“…Yağma düzeni, emekçi sınıfın, yoksul sınıfın çekmek zorunda olduğu düzen. Çünkü birilerinin bir şeyleri alacak çok parası var. Ama paraları çok olduğu için her şeyi kendilerine alıyorlar. Ötekilerin hiç parası yok, tıpkı ‘Yağma’ öyküsündeki topal adam gibi… Alacak hiç bir şeyi yok. Sınıflar arasındaki eşitsizlik ortaya konulmak için ‘Yağma’ yazıldı, öngörü oydu. Öyküde, topal işsiz farkında olmadan değnekçi oluyor ve eline üç-beş kuruş geçince o da kendini yağmaya katıyor. Ama onunki yağma değil aslında. O oraya katıldığı zaman, karanlıkta indirilmiş bir kepengin altında duran adam onu gözlüyor. Topal adamın eline biraz para geçmiş ama kapitalist olmamış elbette. Süprüntü, artık mal yerine, istediklerini zevkle alabilecek. Karanlıktaki adam da onu izliyor; yani yoksulluk sürüyor.”
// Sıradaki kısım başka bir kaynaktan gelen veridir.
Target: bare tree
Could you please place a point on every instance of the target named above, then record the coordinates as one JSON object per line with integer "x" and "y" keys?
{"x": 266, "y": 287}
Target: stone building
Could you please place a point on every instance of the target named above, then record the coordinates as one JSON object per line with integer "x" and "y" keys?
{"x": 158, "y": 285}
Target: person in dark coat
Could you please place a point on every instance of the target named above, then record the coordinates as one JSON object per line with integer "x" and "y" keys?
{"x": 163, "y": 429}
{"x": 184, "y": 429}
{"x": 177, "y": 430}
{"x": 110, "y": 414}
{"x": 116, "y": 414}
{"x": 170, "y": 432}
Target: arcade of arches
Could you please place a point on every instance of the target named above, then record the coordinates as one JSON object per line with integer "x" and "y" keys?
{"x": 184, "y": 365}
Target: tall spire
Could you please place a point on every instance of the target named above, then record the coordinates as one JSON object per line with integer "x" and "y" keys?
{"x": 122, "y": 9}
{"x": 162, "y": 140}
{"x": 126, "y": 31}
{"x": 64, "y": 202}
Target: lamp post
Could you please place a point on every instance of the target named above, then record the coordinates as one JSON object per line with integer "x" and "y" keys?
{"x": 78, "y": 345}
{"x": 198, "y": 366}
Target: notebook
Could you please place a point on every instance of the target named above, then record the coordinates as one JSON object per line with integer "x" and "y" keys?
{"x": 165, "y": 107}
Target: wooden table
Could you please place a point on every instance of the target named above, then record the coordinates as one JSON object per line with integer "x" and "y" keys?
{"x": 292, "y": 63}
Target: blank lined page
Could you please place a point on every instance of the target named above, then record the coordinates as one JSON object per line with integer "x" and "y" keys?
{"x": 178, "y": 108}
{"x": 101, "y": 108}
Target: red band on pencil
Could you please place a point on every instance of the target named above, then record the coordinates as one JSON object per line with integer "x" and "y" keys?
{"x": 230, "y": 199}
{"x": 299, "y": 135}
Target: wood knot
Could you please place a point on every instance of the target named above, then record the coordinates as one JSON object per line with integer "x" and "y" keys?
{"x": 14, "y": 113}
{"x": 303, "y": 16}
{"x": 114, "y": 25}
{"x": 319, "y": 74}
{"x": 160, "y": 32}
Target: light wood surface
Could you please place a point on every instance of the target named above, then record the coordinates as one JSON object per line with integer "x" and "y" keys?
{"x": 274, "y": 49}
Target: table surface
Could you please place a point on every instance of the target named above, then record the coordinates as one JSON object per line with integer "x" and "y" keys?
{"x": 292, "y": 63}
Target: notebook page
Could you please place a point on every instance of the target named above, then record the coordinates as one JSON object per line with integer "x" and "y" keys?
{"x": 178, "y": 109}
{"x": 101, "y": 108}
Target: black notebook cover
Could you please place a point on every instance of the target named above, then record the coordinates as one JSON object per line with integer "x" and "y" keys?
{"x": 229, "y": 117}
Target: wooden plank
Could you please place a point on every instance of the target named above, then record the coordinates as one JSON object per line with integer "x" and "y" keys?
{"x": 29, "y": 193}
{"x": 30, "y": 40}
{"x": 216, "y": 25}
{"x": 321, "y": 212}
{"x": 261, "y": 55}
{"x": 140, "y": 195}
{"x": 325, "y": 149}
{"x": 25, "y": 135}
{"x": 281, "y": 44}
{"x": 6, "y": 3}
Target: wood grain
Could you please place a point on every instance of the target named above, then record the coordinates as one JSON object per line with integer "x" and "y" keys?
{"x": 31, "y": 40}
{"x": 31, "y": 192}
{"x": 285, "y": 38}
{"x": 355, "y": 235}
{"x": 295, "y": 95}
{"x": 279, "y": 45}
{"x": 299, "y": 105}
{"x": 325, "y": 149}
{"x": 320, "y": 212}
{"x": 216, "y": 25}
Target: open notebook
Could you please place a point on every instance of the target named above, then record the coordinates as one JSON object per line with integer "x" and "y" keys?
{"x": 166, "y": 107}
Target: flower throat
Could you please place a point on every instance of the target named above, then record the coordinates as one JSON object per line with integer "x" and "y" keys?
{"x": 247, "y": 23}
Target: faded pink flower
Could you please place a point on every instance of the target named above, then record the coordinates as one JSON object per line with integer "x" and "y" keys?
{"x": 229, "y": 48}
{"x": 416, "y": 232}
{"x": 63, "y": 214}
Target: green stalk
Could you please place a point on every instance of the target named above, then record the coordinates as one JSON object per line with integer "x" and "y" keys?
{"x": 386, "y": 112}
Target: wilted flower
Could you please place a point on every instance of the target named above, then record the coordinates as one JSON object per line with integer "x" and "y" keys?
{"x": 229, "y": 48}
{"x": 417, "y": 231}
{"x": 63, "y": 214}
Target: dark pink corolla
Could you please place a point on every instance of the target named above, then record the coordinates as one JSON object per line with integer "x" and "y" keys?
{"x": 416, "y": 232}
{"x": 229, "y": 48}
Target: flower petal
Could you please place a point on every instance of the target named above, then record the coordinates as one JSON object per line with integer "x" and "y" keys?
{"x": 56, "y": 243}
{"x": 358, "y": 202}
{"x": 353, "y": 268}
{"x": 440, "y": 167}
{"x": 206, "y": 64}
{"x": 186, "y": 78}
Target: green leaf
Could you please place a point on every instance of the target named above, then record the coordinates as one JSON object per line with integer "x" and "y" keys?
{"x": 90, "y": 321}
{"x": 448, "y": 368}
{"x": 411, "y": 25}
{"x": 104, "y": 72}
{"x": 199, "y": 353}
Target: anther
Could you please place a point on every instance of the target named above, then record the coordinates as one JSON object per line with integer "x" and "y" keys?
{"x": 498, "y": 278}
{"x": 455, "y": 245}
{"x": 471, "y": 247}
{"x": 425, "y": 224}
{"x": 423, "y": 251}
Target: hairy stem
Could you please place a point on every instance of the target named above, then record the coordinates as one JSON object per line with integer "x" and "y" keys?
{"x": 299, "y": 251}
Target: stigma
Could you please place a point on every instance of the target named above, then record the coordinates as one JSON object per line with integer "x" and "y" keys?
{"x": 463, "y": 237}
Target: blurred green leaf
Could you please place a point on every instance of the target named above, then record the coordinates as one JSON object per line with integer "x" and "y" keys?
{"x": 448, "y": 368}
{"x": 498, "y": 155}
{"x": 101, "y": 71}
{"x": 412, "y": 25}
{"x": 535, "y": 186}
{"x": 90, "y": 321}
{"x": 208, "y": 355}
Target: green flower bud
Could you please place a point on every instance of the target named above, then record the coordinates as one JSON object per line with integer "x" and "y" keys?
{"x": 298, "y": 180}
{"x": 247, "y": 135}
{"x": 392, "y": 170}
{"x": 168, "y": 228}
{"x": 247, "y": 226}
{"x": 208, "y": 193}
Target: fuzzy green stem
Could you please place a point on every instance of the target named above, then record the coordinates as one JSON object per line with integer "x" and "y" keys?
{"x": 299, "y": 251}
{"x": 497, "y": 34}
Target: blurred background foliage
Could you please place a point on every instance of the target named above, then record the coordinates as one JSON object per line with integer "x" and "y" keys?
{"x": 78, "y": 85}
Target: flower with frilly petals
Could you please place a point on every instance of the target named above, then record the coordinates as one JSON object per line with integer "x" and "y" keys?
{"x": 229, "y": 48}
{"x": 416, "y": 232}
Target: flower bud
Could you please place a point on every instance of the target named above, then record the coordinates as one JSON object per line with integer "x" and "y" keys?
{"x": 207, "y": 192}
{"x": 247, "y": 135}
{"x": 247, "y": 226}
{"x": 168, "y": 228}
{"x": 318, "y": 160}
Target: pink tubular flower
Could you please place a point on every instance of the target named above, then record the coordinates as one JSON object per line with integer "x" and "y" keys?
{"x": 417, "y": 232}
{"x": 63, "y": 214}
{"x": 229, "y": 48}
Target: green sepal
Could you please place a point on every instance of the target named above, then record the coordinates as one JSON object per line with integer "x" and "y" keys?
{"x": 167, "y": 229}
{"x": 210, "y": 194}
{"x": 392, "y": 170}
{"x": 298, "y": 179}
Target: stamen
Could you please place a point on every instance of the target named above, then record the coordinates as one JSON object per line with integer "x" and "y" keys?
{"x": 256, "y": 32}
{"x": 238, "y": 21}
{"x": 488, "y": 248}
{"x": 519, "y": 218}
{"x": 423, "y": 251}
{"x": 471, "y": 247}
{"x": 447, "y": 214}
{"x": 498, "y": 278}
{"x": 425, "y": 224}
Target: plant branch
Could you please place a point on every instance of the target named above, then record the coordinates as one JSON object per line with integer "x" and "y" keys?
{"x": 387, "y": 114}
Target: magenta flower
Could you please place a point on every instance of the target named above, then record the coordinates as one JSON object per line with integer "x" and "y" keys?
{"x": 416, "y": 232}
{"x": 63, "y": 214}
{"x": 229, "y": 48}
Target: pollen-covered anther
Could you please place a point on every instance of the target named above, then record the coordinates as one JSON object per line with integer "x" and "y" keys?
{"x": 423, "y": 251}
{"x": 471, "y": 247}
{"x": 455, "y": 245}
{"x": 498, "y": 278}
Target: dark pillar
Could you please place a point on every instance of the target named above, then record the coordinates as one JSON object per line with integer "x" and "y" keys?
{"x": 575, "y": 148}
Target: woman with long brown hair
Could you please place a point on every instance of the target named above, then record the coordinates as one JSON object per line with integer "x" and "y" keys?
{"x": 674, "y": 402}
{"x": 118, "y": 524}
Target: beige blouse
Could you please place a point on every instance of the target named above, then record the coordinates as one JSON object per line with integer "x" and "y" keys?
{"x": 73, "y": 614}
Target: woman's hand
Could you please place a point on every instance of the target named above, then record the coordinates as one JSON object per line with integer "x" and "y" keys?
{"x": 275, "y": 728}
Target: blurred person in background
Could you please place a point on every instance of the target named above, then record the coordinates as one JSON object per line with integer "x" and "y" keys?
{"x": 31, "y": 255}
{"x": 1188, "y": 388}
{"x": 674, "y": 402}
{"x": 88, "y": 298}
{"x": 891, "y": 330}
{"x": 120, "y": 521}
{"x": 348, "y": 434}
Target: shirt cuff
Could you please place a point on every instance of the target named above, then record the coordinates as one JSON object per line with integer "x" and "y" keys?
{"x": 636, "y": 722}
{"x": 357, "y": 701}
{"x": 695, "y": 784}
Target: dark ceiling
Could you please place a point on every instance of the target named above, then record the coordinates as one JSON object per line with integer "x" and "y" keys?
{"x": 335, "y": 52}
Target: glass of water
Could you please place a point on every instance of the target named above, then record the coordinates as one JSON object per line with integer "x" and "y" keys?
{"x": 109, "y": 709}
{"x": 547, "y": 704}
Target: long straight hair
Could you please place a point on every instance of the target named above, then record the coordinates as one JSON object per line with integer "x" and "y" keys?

Toplumcu gerçekçiliğin öykücüsü Adnan Özyalçıner, 24 Nisan 2001’de, “Yağma” kitabını böyle anlatmıştı Evrensel’e verdiği röportajında.
Önceki gün gazeteci dostum Murat Ağırel’in de adı “Yağma” olan kitabını (Kırmızı Kedi Yayınevi) bitirdim.
Ağırel, Sayıştay belgelerindeki...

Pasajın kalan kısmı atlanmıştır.